Nvfortran comparison of do concurrent vs OpenMP code

I cleaned up the program a bit further and merged the OpenMP and DO CONCURRENT variants in one program to make it simpler to test different variants. This forum’s inline code is not too god so I put my version on Github Gits

Then I executed this program with all the compilers I had access to on my workstation. My workstation is an Intel i9-13900k. This CPU has 8 P-cores (performance) and 16 E-cores (efficiency). The Operating system is linux Mint 21.2 (built on top of Ubuntu 22.04). The compilers I tested was:

  • NAG nagfor 7.2 build 7214
  • GNU gfortran 12.3
  • Intel ifx 2024.2.1
  • Intel ifort 2021.13.1
  • Nvidia nvfortran 24.7
  • LLVM flang-new, Github main branch commit 0c1500ef (yesterday)

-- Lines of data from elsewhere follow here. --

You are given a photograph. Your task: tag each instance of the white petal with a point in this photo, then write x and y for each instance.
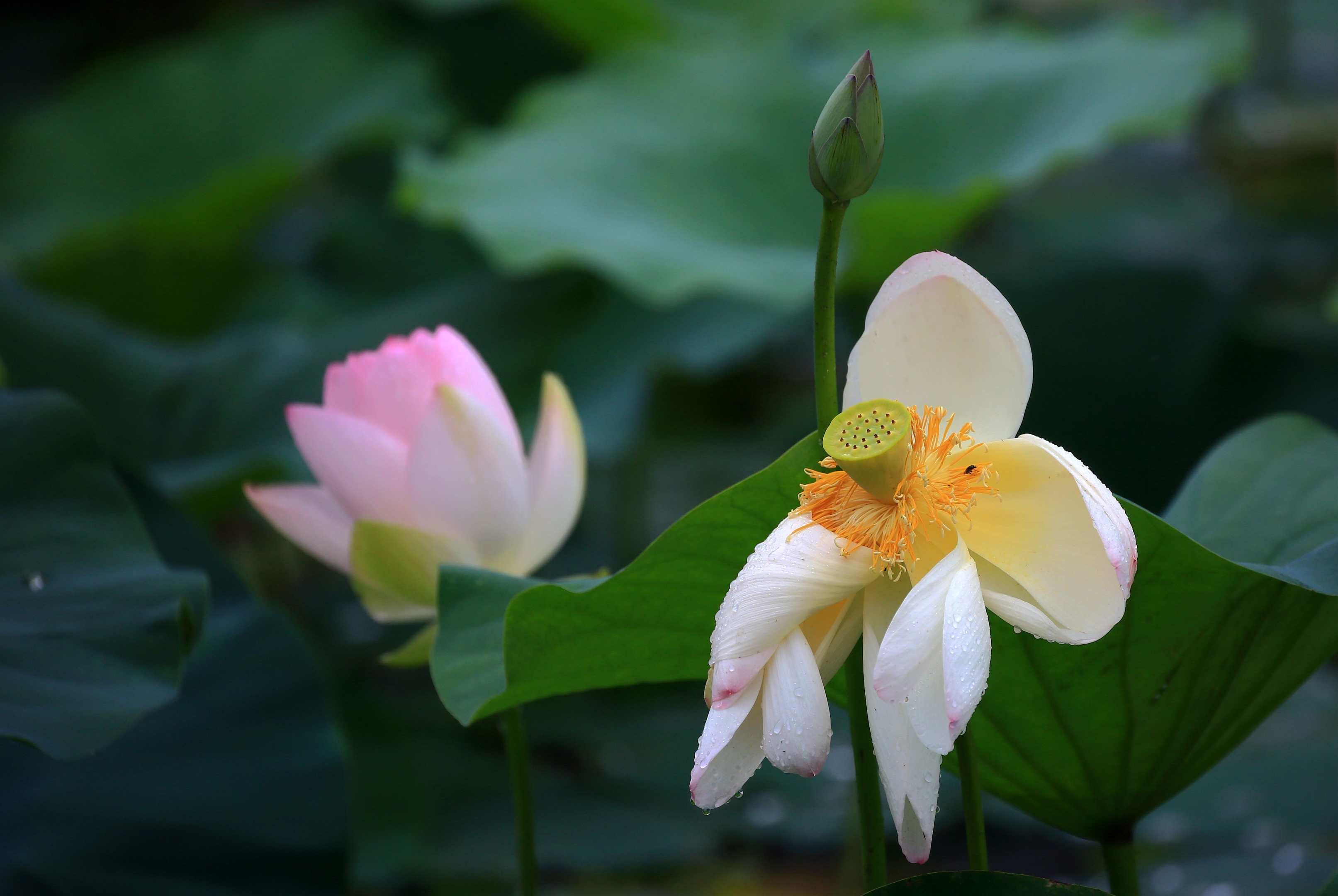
(1108, 517)
(795, 720)
(1039, 531)
(914, 640)
(939, 334)
(833, 633)
(730, 751)
(797, 572)
(308, 517)
(907, 769)
(467, 479)
(557, 477)
(360, 465)
(731, 677)
(966, 648)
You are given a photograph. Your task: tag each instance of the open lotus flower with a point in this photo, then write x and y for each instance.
(936, 515)
(419, 462)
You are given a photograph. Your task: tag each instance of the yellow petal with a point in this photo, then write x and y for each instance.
(1039, 533)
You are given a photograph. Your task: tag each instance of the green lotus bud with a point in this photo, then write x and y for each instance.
(847, 145)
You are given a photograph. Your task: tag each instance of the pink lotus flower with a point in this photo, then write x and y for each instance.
(419, 462)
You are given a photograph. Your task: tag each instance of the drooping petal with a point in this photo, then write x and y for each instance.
(797, 572)
(833, 633)
(360, 465)
(395, 384)
(939, 334)
(966, 648)
(1108, 517)
(730, 749)
(557, 477)
(795, 720)
(467, 479)
(914, 640)
(308, 517)
(1039, 533)
(907, 769)
(731, 677)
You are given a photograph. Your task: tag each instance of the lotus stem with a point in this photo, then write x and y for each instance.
(518, 760)
(1120, 864)
(825, 317)
(873, 846)
(973, 808)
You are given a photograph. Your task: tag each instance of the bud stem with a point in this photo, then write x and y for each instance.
(825, 314)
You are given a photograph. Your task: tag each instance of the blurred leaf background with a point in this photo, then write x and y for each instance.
(202, 204)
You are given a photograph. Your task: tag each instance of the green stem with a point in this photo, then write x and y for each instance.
(873, 846)
(518, 760)
(825, 315)
(1120, 864)
(973, 810)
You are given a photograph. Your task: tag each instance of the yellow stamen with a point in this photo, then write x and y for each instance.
(940, 485)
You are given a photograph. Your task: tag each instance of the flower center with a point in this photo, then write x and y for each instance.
(902, 470)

The results became a quite big document, and I also uploaded this as a second Gist:

The results have three columns: the first is the total time spent in the time loop, the second is the time spent in the first nested loop (seca) and the third is the time in the second nested loop (secb).

I will not do too much interpretations of the results here, but rather make some remarks:

  • Only nvfortran can parallelize the DO CONCURRENT loops - nether of the other compilers make use of more than one thread for this variant. Therefore I would not use DO CONCURRENT in any program where I want to use threads.
  • gfortran will not compile the DO CONCURRENT since it does not understand the locality specification (bugzilla).
  • nvfortran, ifx and ifort is creating incredibly fast executables when not using threads/OpenMP. None of the other compilers are even close in single-thread performance.
  • ifort creates the fastest non-threaded executable
  • Most compilers create a slower running program with OpenMP (or DO CONCURRENT) when using that program for a single thread (OMP_NUM_THREADS=1 or ACC_NUM_CORES=1)
  • Nealy all compilers “converge” at the same runtime (except ifort), between 20 and 25 seconds for the entire time-loop, with enough cores. I think this means that I have reached a state where the CPU is no longer the bottleneck, but the memory transfer is.
3 Likes

ifx did not produce correct results when i tested.

I checked the results of ifx, gfortran and nvfortran. The final value of the phi array is plotted below, for these three compilers with and without using OpenMP/DO CONCURRENT.

The right column, with OpenMP/DO CONCURRENT, are all results produced running with 8 threads. To me these results seems to be identical. If there are differences I haven’t spotted, feel free to shout out.

I just used Windows 10 with ifx. The code does not run in parallel. Maybe, running on Linux shows parallel performance. I did not check it there!

A few months back, using ifx did not produce correct results. Now it just does not run in parallel on Windows 10.